The ambiguity surrounding brain hacking drugs is highlighted in a young Canadian whom I’ll call Jerry. A few years ago, Jerry began taking a piracetam derivate –aniracetam– not for his memory, but for his social phobia. “I have a fear of leaving the house and a strong sense of anxiety when I’m in a traffic jam”, Jerry said. After twenty days of taking aniracetam the anxiety disappeared, he told me. But it seemed to “flatten mood”, he added, causing a sense of dispassion towards most things in life. To combat his apathetic mood, Jerry began self-medicating with a variety of other brain-tweaking drugs. The social phobia stayed off, but even he isn’t sure what’s working – if any.

In fact, aniracetam has had a disappointing history. In the 1990s, aniracetam was prescribed for eight years in Japan under the brand name Draganon to treat emotional disturbances after displaying promising effects in animal models of mood disorders. But positive effects in animals don’t guarantee the drug’s clinical efficacy, warned Kazuo Nakamura, a neurobiologist from Nippon Roche Research Centre who had studied the drug for decades. And when re-evaluated in a rigorously controlled clinical trial in 2000, Draganon failed to demonstrate significant mood-promoting effects. It was pulled from the market shortly after.

Now, 50 years after the birth of piracetam, we still don’t know whether racetams are effective. What’s more, we don’t even know how they interact with our bodies. Racetams are strange in that they need a dose thousands of times higher than the average drug to show any effects. Most drugs, like asprin, are designed to seek out and latch onto a particular protein in the body and subsequently tweak its function. It’s a strong interaction: a tiny bit of drug is sufficient to trigger a medical effect – for example, pain relief. However, as racetams require an enormous dose to work, it’s highly unlikely that they act on a single molecule. Some researchers report that racetam directly enhance the function of brain receptors important for learning and memory. Others believe that they increase blood and oxygen flow to the brain, or that they directly boost the metabolisms of brain cells. Without understanding how racetams work, we can’t predict how they might harm.

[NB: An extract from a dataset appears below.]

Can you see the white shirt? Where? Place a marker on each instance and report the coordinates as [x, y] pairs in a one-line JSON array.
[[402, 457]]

What’s more, some brain hackers want it all. Rather than relying on a single chemical, they research and improvise drug combinations to use throughout the day. truBrain is an example of such a “stack”, blending together cognitive enhancers, nutrients and stress-relievers in every single packet. There is little, if any, data on how a cocktail of “brain boosters” interacts with our organs – could these drugs even damage brain function?

Brain hackers seem to be aware of the risks. Most seek out advice in online forums for trustworthy vendors, and some even go so far as capping loose powders into capsules to control their release. Many more delve into academic research papers, evaluating and sharing the data to help inform their drug usage. Yet all this due diligence is an illusion: brain hackers only need a shred of evidence to start experimenting on their own brains – the desire to optimize brain function is simply too strong.

I understand the allure. I caved in to the temptation of truBrain’s cocktail of pills. Did I get smarter, happier, funnier? No. Instead, I was rewarded with a week-long, pulsing headache that disappeared once I stopped the drugs. Perhaps brain boosters have benefits yet to be uncovered. For now, I remain a skeptic.